Building a cloud analytics data warehouse 103: Build a Cloud-Based Data Warehouse for Analytics

25 July 2023

15 minutes reading time

Discover the benefits of building a data warehouse for analytics. Explore cloud-based solutions, partitioned and clustered tables, normalization vs. denormalization, analytics-ready data products, and the data mesh approach.

103 Series: Build a Cloud-Based Data Warehouse for Analytics

Building a data warehouse can be daunting, especially when choosing the right technologies and architectures to support your data needs. As organizations seek to harness the power of their data, understanding the purpose of a data warehouse becomes crucial in designing an effective solution. In this introductory article, we aim to demystify the process and provide answers to common questions about building and managing a data warehouse. 

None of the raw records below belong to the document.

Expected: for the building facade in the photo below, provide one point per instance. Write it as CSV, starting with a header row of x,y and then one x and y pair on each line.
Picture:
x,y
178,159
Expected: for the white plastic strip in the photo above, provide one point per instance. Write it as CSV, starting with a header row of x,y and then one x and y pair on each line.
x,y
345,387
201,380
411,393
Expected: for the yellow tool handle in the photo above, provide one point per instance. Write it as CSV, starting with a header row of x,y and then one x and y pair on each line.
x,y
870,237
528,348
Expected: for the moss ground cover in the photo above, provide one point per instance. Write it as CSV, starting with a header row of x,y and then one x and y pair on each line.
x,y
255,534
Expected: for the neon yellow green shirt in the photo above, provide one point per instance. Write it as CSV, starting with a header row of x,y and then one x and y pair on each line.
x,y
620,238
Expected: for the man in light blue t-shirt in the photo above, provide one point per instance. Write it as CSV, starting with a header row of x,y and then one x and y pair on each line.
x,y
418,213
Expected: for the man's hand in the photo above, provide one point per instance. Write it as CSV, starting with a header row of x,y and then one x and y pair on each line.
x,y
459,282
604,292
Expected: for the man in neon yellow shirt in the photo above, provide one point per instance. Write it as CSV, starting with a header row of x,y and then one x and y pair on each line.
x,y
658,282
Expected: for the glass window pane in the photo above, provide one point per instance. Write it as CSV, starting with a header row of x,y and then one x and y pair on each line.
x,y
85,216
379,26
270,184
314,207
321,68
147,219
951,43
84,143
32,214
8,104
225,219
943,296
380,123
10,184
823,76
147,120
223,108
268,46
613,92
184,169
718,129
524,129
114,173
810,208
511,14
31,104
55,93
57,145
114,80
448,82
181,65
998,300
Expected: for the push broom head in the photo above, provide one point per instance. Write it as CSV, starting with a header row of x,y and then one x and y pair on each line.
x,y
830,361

Why invest in building a data warehouse?

There are plenty of good reasons to create and maintain a warehouse solution in your business. Here are our top three:

  • Data Control: Build your data warehouse for complete control over data management, ensuring integrity, security, and accessibility.
  • Scalability & Flexibility: Scale your infrastructure as data grows, accommodating increased volumes and complex queries while adapting to evolving business needs.
  • Advanced Analytics: Centralize data to perform complex queries, data mining, and machine learning, uncovering valuable insights for data-driven decision-making and business intelligence.

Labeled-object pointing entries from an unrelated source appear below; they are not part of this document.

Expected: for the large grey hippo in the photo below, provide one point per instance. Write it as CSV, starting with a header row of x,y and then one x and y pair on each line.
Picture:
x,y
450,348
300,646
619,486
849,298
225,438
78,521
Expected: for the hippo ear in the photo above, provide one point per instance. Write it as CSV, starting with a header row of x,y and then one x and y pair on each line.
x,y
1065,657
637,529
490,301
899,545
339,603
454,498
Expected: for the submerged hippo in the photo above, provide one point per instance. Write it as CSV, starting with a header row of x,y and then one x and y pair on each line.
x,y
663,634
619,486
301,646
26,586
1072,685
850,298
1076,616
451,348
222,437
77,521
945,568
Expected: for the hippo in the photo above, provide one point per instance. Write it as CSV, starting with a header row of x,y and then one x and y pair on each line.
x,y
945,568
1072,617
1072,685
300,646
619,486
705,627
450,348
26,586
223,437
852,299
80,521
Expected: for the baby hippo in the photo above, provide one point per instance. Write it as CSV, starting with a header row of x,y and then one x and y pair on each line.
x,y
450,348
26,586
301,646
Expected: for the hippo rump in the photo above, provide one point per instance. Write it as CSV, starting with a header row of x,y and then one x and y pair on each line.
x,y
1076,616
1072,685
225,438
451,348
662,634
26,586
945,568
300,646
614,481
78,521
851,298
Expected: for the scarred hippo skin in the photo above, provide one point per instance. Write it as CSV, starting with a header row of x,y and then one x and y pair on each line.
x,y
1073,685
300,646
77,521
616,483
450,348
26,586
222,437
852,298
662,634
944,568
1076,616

Understanding data warehouses

Data warehouses are potent systems that organize and process large amounts of business data for complex analytical queries. They are often supported by OLAP (Online Analytical Processing) systems. It’s important to distinguish them from Online Transaction Processing (OLTP) systems, which handle real-time transactions and are optimized for quick user requests and storage. In most cases, the choice for OLAP is already made for you. But since it can be confusing, let’s spend some time making things clear. In the zoo of OLAP-based data warehouses, you can find creatures such as Google BigQuery, Amazon Redshift, Azure Analysis Services, IBM Cognos, and quite a few more. These systems are all meant for analytical data. This article focuses on Online Analytical Processing (OLAP) systems, as they serve analytics and machine learning purposes better than traditional transactional databases. Here’s why:

  • Retrieval Optimization: OLAP databases are designed to efficiently retrieve large amounts of data for specific fields, thanks to their columnar storage architecture. On the other hand, OLTP systems are optimized for real-time transactions and frequent data writes.
  • Storage Capacity: OLAP systems require larger storage capacities, often in petabytes, to analyze trends and identify patterns. In contrast, OLTP systems have smaller storage requirements.
  • Data Usage: OLTP databases handle real-time transactional data, while OLAP databases focus on historical aggregated data.

It’s worth noting that this article doesn’t cover NoSQL databases, which are more suitable for unstructured data and application runtime data handling. Now that we understand the importance and benefits of data warehousing, let’s explore how cloud-based solutions have revolutionized the landscape. Cloud data warehouses, such as Google BigQuery and Amazon Redshift, have emerged as powerful tools specifically designed for handling analytics workloads. With their optimized architectures, flexible pricing models, and self-management capabilities, these cloud-based solutions offer organizations an efficient and scalable way to unlock the full potential of their data.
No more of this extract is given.